Toronto, Ontario — In this week’s Tuesday Ticker, OEMs impact Axalta, Tesla skips the sick days and KAR Auction Services slips-up.
Auto coatings giant Axalta’s shares are trading at just half of their mid-February point. As of March 22, the market was prepared to pay less than $15 U.S. for the stock. On Valentine’s day, the stock sat just below the USD$30 point.
While the stock has rarely traded outside a USD$25-USD$35 window, the recent falls are attributable to the fall in auto manufacturers’ worth since the outbreak of the coronavirus. Axalta is heavily dependent on business from OEMs, with more than a third of its total sales from manufacturers. With the closure of many auto plants around the world, a key source of revenue has been significantly disrupted.
After a brutal week on the stock exchange, California-based Tesla has gotten itself in hot water. After California’s Governor implemented a state-wide order for the state’s citizens to shelter in place to prevent the spread of the coronavirus, Tesla chief Elon Musk said work would continue.
In emails, employees were told production would continue, but that workers could remain at home.
“I will personally be at work, but that’s just me. Totally OK if you want to stay home for any reason,” the famously mercurial Musk wrote to employees.
Investors were not entirely turned-off by Musk’s bravado. On Wednesday, Tesla stock sunk to a recent low-point of around $361 U.S. It closed out the week at about $427.50 U.S.
Recent investors have been the most hard-hit. Tesla stock reached its value zenith on February 18, when shares rose about $917 U.S. While the company’s value is less than half of its 2020 high, its current price is near the point it was at the beginning of the year–about $4.30 U.S.
KAR Before the Horse?
KAR Auction Services has seen a 65 percent drop in its share value over the past six months. In September, the stock was trading above $25 U.S. It now sits just above $12 U.S.

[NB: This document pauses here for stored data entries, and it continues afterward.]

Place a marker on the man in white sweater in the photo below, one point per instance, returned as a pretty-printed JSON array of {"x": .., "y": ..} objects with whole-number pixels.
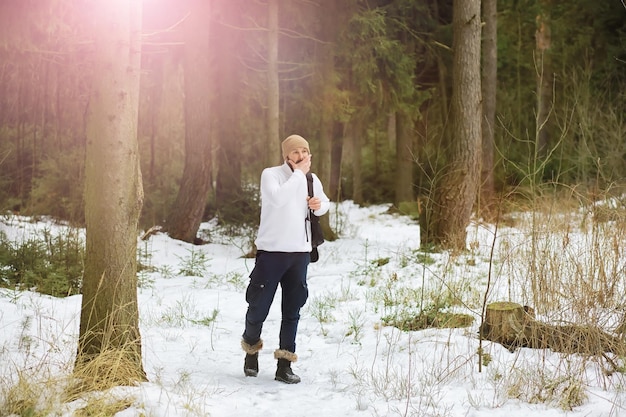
[{"x": 283, "y": 255}]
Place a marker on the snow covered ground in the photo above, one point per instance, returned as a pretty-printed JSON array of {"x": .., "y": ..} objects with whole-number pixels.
[{"x": 350, "y": 363}]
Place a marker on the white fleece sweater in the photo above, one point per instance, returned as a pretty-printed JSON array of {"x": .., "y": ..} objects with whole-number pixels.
[{"x": 284, "y": 209}]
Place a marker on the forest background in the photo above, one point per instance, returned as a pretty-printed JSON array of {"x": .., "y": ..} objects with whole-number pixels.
[{"x": 368, "y": 83}]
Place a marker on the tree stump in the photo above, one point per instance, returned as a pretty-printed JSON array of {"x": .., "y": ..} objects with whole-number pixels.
[
  {"x": 504, "y": 323},
  {"x": 513, "y": 325}
]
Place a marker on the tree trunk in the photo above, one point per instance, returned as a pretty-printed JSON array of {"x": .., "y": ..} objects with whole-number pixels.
[
  {"x": 455, "y": 191},
  {"x": 544, "y": 79},
  {"x": 514, "y": 326},
  {"x": 334, "y": 185},
  {"x": 490, "y": 76},
  {"x": 272, "y": 150},
  {"x": 186, "y": 214},
  {"x": 404, "y": 159},
  {"x": 109, "y": 345},
  {"x": 228, "y": 193}
]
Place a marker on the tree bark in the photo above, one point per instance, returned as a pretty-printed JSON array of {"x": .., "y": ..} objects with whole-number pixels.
[
  {"x": 186, "y": 214},
  {"x": 543, "y": 40},
  {"x": 272, "y": 150},
  {"x": 455, "y": 191},
  {"x": 109, "y": 317},
  {"x": 404, "y": 159}
]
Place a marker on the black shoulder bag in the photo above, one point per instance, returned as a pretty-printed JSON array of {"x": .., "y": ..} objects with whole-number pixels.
[{"x": 317, "y": 236}]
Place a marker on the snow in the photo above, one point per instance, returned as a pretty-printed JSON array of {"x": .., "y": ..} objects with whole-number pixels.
[{"x": 350, "y": 363}]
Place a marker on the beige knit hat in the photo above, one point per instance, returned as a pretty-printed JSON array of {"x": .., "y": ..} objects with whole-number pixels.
[{"x": 294, "y": 142}]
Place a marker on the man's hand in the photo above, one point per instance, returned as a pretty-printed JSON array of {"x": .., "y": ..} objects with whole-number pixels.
[
  {"x": 303, "y": 165},
  {"x": 314, "y": 203}
]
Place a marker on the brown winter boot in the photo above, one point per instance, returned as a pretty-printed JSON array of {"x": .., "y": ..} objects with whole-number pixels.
[
  {"x": 283, "y": 370},
  {"x": 251, "y": 362}
]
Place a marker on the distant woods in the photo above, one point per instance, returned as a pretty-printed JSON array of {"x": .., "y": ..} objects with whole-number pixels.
[{"x": 371, "y": 84}]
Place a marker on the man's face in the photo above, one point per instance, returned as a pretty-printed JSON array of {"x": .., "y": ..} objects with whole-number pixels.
[{"x": 297, "y": 155}]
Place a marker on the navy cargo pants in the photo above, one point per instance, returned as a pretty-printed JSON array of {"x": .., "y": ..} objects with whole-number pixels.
[{"x": 272, "y": 268}]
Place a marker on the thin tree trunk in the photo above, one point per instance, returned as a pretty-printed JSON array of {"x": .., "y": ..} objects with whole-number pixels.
[
  {"x": 456, "y": 189},
  {"x": 272, "y": 150},
  {"x": 186, "y": 215},
  {"x": 229, "y": 88},
  {"x": 109, "y": 320},
  {"x": 404, "y": 159},
  {"x": 490, "y": 77},
  {"x": 544, "y": 79}
]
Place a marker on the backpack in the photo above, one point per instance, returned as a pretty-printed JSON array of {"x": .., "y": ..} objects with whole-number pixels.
[{"x": 317, "y": 236}]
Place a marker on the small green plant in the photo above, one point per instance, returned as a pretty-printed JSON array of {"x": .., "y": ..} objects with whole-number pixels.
[
  {"x": 321, "y": 308},
  {"x": 356, "y": 326},
  {"x": 195, "y": 264},
  {"x": 52, "y": 264}
]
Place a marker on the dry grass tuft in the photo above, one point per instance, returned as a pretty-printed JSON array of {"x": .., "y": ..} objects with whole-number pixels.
[{"x": 107, "y": 370}]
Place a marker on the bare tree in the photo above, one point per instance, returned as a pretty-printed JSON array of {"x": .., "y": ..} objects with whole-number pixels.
[
  {"x": 456, "y": 189},
  {"x": 186, "y": 214},
  {"x": 490, "y": 77},
  {"x": 113, "y": 199},
  {"x": 273, "y": 90}
]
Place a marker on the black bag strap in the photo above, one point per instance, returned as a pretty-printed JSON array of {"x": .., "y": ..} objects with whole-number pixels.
[{"x": 309, "y": 183}]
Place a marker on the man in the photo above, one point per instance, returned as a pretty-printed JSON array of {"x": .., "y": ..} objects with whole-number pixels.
[{"x": 283, "y": 254}]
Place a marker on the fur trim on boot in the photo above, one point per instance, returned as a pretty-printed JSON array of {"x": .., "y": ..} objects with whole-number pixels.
[
  {"x": 285, "y": 354},
  {"x": 251, "y": 349}
]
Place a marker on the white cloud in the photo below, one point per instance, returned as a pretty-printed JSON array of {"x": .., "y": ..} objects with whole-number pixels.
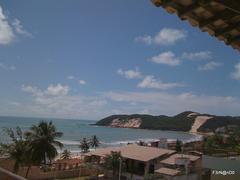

In 2019, the auto salvage wholesaler sold close to 3.5 million vehicles and generated $2.8 billion in sales. One of its brands, Adesa, owns more than 70 auction sites across North America.
While the lack of auto manufacturing parts coming from plants in Asia due to the coronavirus outbreak is expected to increase the price of auto salvage, which was already near record highs, investors may be concerned that KAR Auction Services is too reliant on international online business to realign its business in time to capitalize. The business has emphasized the importance of its online sales platform, through which 80 percent of its transactions now rely on. It says its customers use it from 80 countries.